It's that time of year again, young scholars! College students are heading back to campus to begin their spring semester. Gone are the days of sleeping in every morning of winter break and back is the grind of hitting the books. Everyone knows how chaotic the life of an undergraduate can be, but there are many ways those nuisances can be avoided. The No. 1 way? Being cognizant of the value of sleep.
If you want to start your semester on the right foot, maintaining healthy sleep habits will serve as proper guidance. Sleep can help improve your memory, stimulate your brain, and assist in maintaining a healthy immune system. Here are some tips to help you along the way.
Resist the urge of doing homework in bed.
Your body interprets your bed as the most comfortable place in your life. While the cozy setting of soft, fluffy pillows and smooth-to-the-skin comforters paint a seemingly perfect study spot, don't give in. For those exact reasons, it's easy for your body to be tricked into falling into "lazy mode," and before you know it, you'll find yourself dozing off. Just like how your body views your bed as a place of comfort, it views it as a place to get rest. Mixing your sleep environment with your studies won't bode well.

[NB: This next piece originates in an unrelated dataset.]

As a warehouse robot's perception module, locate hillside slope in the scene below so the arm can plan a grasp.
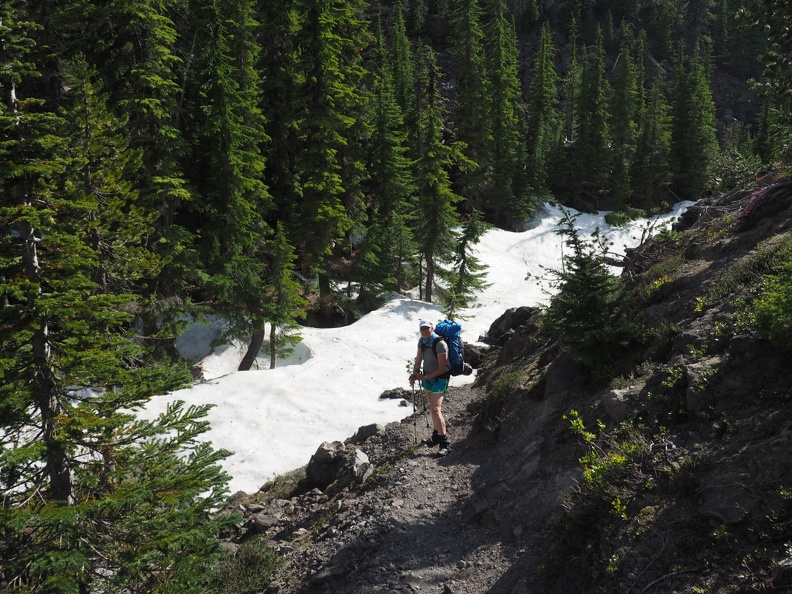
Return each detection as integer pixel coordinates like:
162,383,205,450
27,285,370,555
223,172,792,594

Create and maintain a healthy sleep schedule. They say staying on top of college coursework requires the same dedication as a full-time job. With that in mind, it's imperative to establish a sleep schedule that accompanies your studies. According to Dr. William Dement at Stanford University, the average sleep requirement for a college student is well over eight hours. The majority of students fall within the range of this value plus or minus one hour. By planning out your day down to each hour -- from going to class, to studying, to your meals -- you'll be able to be well-rested and earn the proper amount of sleep.
Don't watch TV before bed.
Procrastination always sits around the corner for any college student, and one of the primary causes are video streaming services such as Netflix and Hulu. With that being said, it's vital to stay away from any screen time before hitting the hay. According to an article done at Sleep.org, the bright light that comes from your television or phone may end up keeping you awake. This occurs from the blue light that the screens emit, as it prevents the brain from making melatonin. In turn, this can offset any REM development and lead to morning drowsiness.
Use a fan or other noise device to block out distractions.
Since you're in college, there's a high chance you have roommates to help foot the cost of rent. While we're sure you love them, sometimes it can be distracting to have others in the house while you sleep. By turning on a fan, the extra noise can be blocked out. If you're not a fan of cold temperatures in your bedroom, a lot of people find that white noise machines help you reach a consistent state of REM. It goes even further beyond white noise -- some people use the soothing sounds of jet engines to reach the boundaries of their dreams.
There are countless other ways of how sleep can be maximized while earning a degree. This small list resembles just a handful. Regardless, it's crucial to realize how much your body relies on sleep.